1990: Dalton McGuinty Sr. dies suddenly while shoveling snow. McGuinty, a lawyer, is recruited to run in his place, and is elected as MPP to the Ontario legislature for Ottawa South. It’s his first-ever election.

1995: re-elected in Ottawa South.

1996: elected leader of Ontario Liberal party, defeating frontrunner Gerard Kennedy.

1999: fails to win his first general election.

Oct. 16, 2001: Progressive Conservative MPP Mike Harris, elected premier in 1995, resigns and is succeeded by his finance minister Ernie Eves.

Sept. 2, 2003: McGuinty takes Liberals to a majority government at Queen’s Park.

May 18, 2004: introduces first budget, which is focused on health care. McGuinty pledged to reduce hospital wait times. In his resignation speech McGuinty said that Ontario had the shortest wait times in all of Canada.

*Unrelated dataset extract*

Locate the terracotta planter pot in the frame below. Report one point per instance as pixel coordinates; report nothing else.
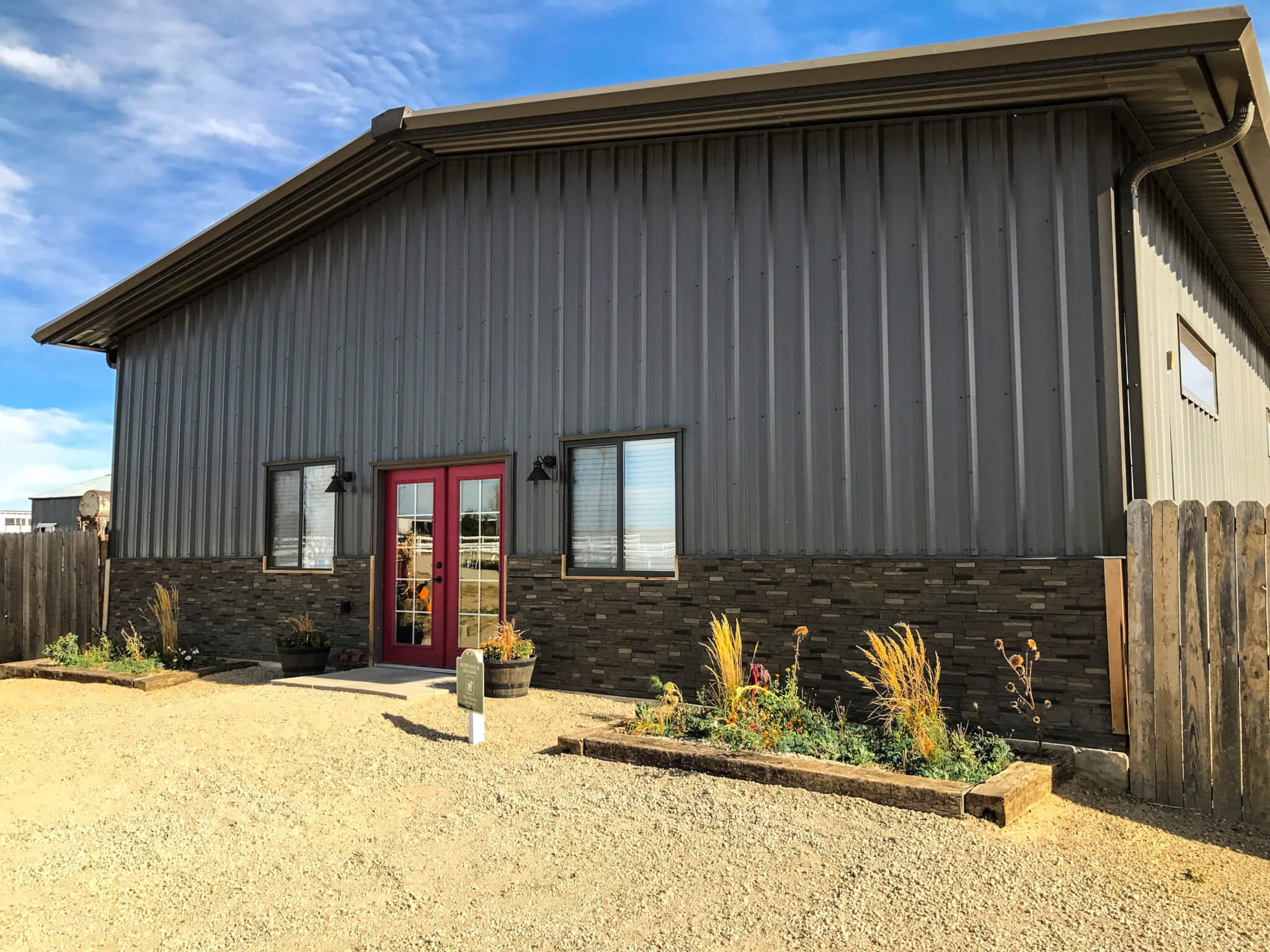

However, he was criticized for introducing a health-care premium of up to $900 per worker, after campaigning on a pledge to not raise taxes.

2005: McGuinty creates “greenbelt” around Toronto.

2005: changes definition of marriage to include same-sex couples.

2005: Greg Sorbara resigns as finance minister as the RCMP investigates a personal stake he had in some land transactions. He later returned to the position.

Sept. 10, 2007:  McGuinty wins second majority with 71 of 107 seats in the legislature.

Nov. 7, 2009: auditor general says $1-billion e-Health scandal is directly linked to McGuinty. Health Minister David Caplan resigns.

2009: combines the provincial sales tax with the federal goods and services tax after campaigning against the idea for years.

2010: Ontario government begins phasing in all-day kindergarten.

Oct. 6, 2011: elected to third term but loses majority status, winning only 53 or 107 seats.

March 21, 2012: auditor-general finds Ontario gave Ornge $730 million but didn’t oversee the air ambulance service.

Oct. 2, 2012: Opposition parties pass contempt motion targeting energy minister Chris Bentley. Bentley allegedly withheld documents on the costs of cancelling two GTA power plants.

Oct. 12, 2012: McGuinty announces plans to resign after the Liberal party convenes a leadership convention and elects a new leader, which is expected next year.